Local Housing Allowance freeze fuelling homelessness

New analysis by London Councils shows a significant reduction in the number of homes affordable to Londoners receiving Local Housing Allowance (LHA) over the past four years.

London Councils has calculated that below 15 per cent of private sector rents across the capital are covered by LHA rates. People who are eligible for LHA receive it as part of their housing benefit or Universal Credit payment to cover their housing costs if they have a private landlord. In areas such as Outer South West London, not a single property is affordable for single claimants looking for a room in a shared house.

Additionally, 45 per cent of the almost 200,000 low-income London households claiming LHA for private sector properties do not receive enough housing benefit to cover their rent. Such households face an average shortfall of £50.71 per week, with households trying to bridge the gap through cutting back on essential spending and facing rent arrears, putting them in danger of becoming homeless.
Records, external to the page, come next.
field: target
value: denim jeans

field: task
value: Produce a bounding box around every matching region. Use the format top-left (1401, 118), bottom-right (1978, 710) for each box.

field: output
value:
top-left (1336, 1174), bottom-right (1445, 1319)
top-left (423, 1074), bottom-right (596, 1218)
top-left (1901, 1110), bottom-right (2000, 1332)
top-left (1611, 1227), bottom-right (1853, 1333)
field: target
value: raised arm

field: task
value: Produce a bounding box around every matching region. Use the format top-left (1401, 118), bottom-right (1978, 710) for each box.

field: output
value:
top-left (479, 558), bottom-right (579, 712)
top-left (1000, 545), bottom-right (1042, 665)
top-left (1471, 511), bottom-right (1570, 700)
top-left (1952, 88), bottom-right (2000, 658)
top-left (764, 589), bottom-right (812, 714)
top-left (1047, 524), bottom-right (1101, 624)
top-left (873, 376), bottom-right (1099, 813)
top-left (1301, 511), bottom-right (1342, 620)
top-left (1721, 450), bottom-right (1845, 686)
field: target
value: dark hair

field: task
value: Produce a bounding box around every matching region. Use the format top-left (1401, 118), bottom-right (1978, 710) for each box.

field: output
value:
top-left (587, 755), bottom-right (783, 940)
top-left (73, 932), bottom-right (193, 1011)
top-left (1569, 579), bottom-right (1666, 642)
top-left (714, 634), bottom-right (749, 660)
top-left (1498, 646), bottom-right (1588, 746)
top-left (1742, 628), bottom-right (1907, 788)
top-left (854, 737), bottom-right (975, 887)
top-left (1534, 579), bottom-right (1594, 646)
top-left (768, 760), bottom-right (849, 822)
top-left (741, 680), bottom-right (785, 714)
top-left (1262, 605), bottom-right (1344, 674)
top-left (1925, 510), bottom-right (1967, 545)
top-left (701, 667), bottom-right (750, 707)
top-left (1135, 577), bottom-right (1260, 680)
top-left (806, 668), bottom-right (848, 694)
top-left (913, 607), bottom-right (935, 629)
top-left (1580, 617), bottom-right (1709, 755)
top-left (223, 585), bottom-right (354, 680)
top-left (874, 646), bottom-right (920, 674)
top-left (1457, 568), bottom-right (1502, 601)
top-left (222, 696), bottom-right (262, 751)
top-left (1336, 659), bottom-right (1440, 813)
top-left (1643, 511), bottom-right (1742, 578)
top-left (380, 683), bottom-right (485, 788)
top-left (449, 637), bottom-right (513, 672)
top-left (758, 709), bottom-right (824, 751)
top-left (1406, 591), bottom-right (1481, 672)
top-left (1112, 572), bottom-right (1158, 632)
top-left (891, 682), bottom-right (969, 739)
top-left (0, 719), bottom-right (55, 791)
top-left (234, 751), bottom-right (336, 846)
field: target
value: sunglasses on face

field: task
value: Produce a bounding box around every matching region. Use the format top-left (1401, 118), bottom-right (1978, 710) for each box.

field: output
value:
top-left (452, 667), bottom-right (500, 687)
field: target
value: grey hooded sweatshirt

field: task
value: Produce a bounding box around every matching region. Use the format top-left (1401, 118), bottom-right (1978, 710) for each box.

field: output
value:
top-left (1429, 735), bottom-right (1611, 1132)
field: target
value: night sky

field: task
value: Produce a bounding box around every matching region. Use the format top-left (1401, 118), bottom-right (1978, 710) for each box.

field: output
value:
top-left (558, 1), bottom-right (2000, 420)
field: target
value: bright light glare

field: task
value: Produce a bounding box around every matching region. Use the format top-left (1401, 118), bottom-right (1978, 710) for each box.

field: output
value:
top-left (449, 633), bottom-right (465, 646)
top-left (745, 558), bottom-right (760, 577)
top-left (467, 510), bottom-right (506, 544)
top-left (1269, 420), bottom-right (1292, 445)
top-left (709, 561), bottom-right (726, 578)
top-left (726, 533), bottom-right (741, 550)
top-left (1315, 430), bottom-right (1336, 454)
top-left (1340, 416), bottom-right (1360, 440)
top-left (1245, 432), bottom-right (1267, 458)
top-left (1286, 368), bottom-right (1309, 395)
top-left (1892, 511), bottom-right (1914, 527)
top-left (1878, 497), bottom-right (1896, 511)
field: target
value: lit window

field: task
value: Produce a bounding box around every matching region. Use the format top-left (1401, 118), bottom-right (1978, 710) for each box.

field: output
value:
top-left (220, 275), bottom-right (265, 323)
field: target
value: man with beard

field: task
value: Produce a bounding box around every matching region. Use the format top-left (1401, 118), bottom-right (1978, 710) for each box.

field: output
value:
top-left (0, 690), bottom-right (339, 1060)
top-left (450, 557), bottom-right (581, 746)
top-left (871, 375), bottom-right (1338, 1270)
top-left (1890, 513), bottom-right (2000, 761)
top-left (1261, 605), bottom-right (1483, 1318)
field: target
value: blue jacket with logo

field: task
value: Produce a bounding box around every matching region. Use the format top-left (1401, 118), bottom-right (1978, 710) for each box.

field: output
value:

Boroughs believe that the trend of overcrowding is due to the lack of affordable accommodation at an appropriate size. In total, 19 per cent of claimants across the capital live in properties with fewer bedrooms than they are entitled to – with this rising to a third of claimants in some areas.

The organisation is urging the government to boost LHA so that claimants can afford at least the lowest 30 per cent of local market rents. Boroughs believe this would help prevent homelessness for thousands of Londoners, while reducing the wider costs to the public sector that homelessness creates.  

Muhammed Butt, London Councils’ executive member for welfare, empowerment and inclusion, said: “The counterproductive LHA freeze is fuelling London’s skyrocketing rates of homelessness. Keeping LHA frozen during a period of fast-rising rents has made private renting in the capital increasingly unaffordable. The resulting pressures on household finances are immense and a crucial factor in the increase in homelessness, with the number of homeless households in London 50 per cent higher at the end of 2017/18 compared to 2010/11.

“Bringing LHA back up so that claimants could afford at least 30 per cent of local housing in the private rented sector would significantly improve accommodation options for Londoners and would represent a big step forward in tackling homelessness in the capital.”

Greg Beales, campaign director at Shelter, said: “When housing benefit is so low that people are having to find over £50 of week to cover even the lowest rents, they face grim decisions between food, electric bills and keeping a roof over their head.

“The problem isn’t just confined to London, there is a gap between LHA and the bottom third of rents in 97 per cent of areas across the country. The benefits freeze is pricing people out of anywhere to call home, and directly stoking the homelessness crisis. We urge the government to lift the freeze and raise housing benefit so it can actually cover rent, or we will keep seeing people pushed into poverty and homelessness as a result.”